Israel estima que cerca de 400.000 personas han abandonado ya la ciudad desde agosto. La oficina de prensa de Gaza calcula que unas 190.000 se movieron al sur y otras 350.000 a zonas centrales y occidentales, aunque cientos de miles siguen atrapados en condiciones críticas.
El avance militar y las advertencias de Israel
Los tanques israelíes avanzaron desde tres direcciones hacia zonas centrales y occidentales de la ciudad, sin reportar grandes progresos inmediatos. Un funcionario militar señaló que la operación tiene como objetivo presionar la salida de civiles y que los combates se intensificarán en las próximas semanas.
El mismo funcionario advirtió que la captura completa de Gaza podría tardar meses y que la operación solo se suspendería en caso de alcanzarse un alto el fuego con Hamás, algo que hoy parece lejano tras los ataques contra dirigentes del movimiento en Doha.
Las Naciones Unidas y organizaciones humanitarias alertan que la evacuación forzada puede derivar en una catástrofe humanitaria aún mayor, al concentrar a cientos de miles de personas en el sur del enclave, donde la escasez de alimentos y medicinas ya es dramática.
El gobierno de Estados Unidos, aliado clave de Israel, expresó críticas inusuales a la ofensiva. Aun así, el primer ministro Benjamin Netanyahu defendió que “los líderes de Hamás serán atacados en cualquier lugar donde se encuentren”.
Devastación en Gaza y creciente condena internacional
El Ministerio de Salud de Gaza denunció un ataque con drones contra el hospital infantil Rantissi.
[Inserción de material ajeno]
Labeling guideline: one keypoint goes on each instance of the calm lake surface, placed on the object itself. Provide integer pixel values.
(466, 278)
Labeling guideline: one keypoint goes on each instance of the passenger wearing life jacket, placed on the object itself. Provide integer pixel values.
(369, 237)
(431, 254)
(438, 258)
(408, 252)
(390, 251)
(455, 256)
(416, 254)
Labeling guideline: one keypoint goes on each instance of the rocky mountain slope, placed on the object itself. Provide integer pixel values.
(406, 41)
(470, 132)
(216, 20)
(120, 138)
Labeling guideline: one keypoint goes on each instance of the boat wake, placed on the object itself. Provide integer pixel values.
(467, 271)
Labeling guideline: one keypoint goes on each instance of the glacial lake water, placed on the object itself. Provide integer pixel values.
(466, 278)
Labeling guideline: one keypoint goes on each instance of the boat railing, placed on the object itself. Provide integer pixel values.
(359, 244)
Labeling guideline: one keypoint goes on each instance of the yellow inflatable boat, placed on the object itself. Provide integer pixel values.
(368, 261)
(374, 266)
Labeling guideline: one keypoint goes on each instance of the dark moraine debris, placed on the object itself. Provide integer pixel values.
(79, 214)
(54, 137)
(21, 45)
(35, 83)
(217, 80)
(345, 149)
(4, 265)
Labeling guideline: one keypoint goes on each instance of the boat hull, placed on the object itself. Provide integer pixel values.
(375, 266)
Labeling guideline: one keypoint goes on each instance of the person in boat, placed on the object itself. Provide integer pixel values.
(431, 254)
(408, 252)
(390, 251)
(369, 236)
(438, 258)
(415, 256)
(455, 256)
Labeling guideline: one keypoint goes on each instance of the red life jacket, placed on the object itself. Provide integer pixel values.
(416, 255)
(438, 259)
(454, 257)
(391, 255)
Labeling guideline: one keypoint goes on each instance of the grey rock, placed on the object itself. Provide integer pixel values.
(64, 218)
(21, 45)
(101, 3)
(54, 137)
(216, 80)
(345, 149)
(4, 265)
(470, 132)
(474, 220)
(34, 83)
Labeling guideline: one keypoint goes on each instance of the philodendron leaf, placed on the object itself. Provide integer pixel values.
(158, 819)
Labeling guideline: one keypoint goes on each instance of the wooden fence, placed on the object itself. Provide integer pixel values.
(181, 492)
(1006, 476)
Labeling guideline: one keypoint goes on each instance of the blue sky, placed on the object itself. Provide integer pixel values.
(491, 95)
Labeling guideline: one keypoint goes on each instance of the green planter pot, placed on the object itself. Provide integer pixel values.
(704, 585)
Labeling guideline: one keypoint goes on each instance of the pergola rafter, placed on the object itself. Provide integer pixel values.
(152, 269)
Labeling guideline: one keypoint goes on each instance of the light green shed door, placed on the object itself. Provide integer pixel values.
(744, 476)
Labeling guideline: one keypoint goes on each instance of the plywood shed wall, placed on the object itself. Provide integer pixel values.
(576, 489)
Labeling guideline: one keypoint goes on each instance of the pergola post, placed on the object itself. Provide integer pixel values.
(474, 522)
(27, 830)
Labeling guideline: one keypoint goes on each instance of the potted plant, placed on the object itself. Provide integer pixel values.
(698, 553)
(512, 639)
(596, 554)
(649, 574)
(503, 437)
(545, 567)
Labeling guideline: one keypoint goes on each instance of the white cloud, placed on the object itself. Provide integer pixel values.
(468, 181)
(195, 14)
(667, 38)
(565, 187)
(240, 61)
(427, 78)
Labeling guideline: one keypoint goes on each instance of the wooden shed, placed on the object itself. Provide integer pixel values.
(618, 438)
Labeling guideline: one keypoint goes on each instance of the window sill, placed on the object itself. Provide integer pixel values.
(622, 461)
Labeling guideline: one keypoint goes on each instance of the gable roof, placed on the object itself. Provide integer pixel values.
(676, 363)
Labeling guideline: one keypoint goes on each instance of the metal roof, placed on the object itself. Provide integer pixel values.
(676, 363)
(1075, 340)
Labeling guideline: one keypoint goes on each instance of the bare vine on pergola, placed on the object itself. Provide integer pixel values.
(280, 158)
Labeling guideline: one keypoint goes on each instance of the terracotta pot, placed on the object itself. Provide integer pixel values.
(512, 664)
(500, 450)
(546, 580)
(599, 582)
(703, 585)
Aunque no hubo víctimas, decenas de familias tuvieron que sacar a sus hijos enfermos al exterior, incluidos niños con cáncer y enfermedades renales.
Organizaciones como Medical Aid for Palestinians calificaron el incidente de ejemplo extremo de la vulnerabilidad de los civiles. “Incluso los niños gravemente enfermos no se salvan de los bombardeos”, lamentó su director en Gaza, Fikr Shalltoot.
En el campo de refugiados de Nuseirat, un ataque aéreo destruyó un edificio de gran altura, causando pánico entre los residentes y obligando a miles a huir hacia zonas aún más superpobladas. Funcionarios de la ONU insisten en que ningún lugar es seguro en la Franja.
Los desplazamientos masivos, las denuncias de genocidio presentadas ante la ONU y la crisis humanitaria creciente colocan a Israel bajo fuerte presión internacional. Sin embargo, la ofensiva continúa y Gaza enfrenta un futuro marcado por la devastación y la incertidumbre.
“Gaza está siendo arrasada. Una ciudad con miles de años de historia está desapareciendo ante la mirada del mundo”, resumió Ahmed, el maestro que se niega a abandonar su hogar en Sabra.